Svein: Ohne zu arrogant zu klingen, glaube ich, dass wir eher in den Randgebieten irgendwelcher Bewegungen und Trends unterwegs sind. Auch wenn unsere Wurzeln ganz klar in der elektronischen Musik liegen, würde ich uns niemals als ausschließlich elektronisch bezeichnen. Wenn du uns mit Autechere oder einer der Bands vom WARP-Label vergleichst, sind wir gerade noch so in ihrem Umkreis. Elektronisches Equipment wird inzwischen in jedem Musikstil verwendet, selbst als amerikanische Punkband arbeitest du mit Autotune und ProTools.

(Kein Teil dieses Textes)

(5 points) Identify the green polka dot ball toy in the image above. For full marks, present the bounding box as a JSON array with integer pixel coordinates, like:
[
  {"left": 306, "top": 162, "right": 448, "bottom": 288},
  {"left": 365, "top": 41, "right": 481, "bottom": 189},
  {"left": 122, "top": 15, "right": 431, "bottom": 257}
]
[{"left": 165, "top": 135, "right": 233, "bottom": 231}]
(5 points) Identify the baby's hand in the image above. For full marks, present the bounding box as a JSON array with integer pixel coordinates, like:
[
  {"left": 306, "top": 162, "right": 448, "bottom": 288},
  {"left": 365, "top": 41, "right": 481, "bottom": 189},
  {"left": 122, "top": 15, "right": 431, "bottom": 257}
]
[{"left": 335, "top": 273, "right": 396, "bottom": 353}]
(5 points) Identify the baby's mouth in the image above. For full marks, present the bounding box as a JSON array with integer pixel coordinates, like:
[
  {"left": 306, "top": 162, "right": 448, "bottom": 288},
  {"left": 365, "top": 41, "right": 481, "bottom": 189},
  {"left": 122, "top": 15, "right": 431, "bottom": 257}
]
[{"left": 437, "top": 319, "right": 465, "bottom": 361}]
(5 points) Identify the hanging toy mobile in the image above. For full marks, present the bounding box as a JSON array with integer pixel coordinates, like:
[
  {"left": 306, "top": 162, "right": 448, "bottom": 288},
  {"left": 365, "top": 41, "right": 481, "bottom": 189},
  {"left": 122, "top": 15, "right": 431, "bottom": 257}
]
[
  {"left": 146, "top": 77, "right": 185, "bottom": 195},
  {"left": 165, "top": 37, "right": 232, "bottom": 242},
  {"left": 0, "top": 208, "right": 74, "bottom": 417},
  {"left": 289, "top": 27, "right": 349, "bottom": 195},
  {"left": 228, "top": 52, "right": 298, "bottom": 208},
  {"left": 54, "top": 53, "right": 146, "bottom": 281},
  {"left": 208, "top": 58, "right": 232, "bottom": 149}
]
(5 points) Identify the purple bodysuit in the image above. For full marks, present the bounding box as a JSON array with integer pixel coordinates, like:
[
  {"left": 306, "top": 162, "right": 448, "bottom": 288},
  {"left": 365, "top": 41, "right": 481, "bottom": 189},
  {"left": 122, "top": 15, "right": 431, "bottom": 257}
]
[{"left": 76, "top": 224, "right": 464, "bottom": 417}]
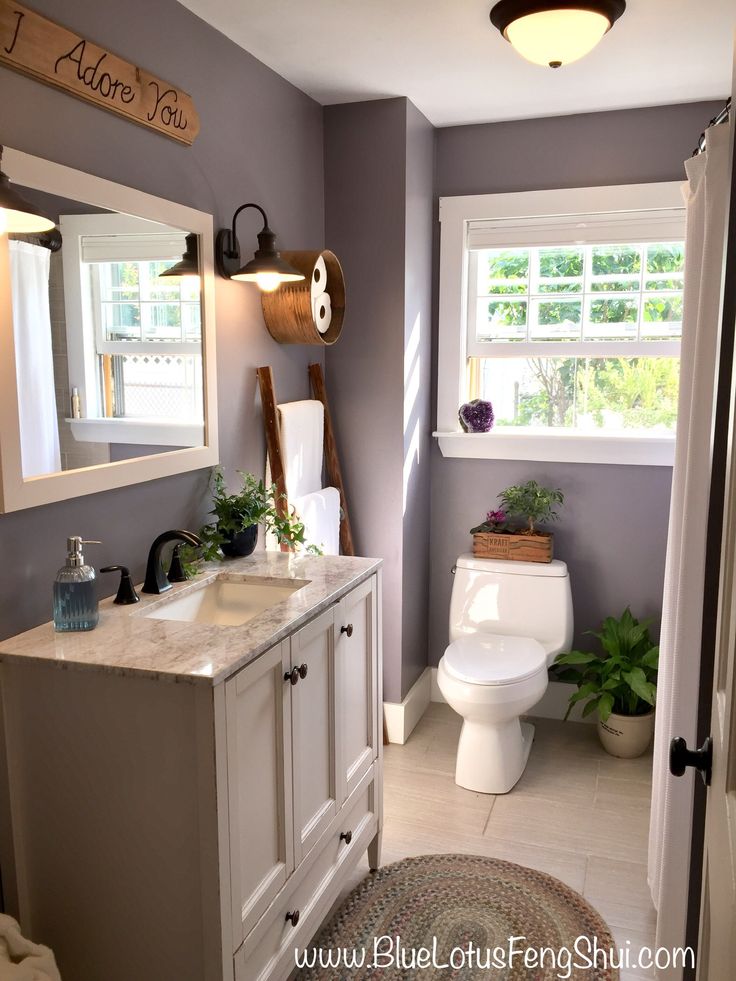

Mit dem Angebot von Software und Plug-Ins, die sich inzwischen jeder besorgen kann, steigt der Wettbewerb. Einfach weil die Software inzwischen so verdammt gut ist. Selbst als 14jähriger Nerd aus Leipzig, kannst du großartige Musik programmieren…

Torbjørn: …die hundertprozentig professionell klingt.

Svein: Es klingt gut, genau. Wir glauben an den Wettbewerb. Aber die Gefahr dieser Verfügbarkeit der Produktionsmittel ist, dass 88 Prozent der Musik dort draußen einfach scheiße sind. Du musst die guten Sachen finden, Wettbewerb als Prinzip allerdings ist eine gute Sache.

Soundmag: Vielen Dank für das Interview.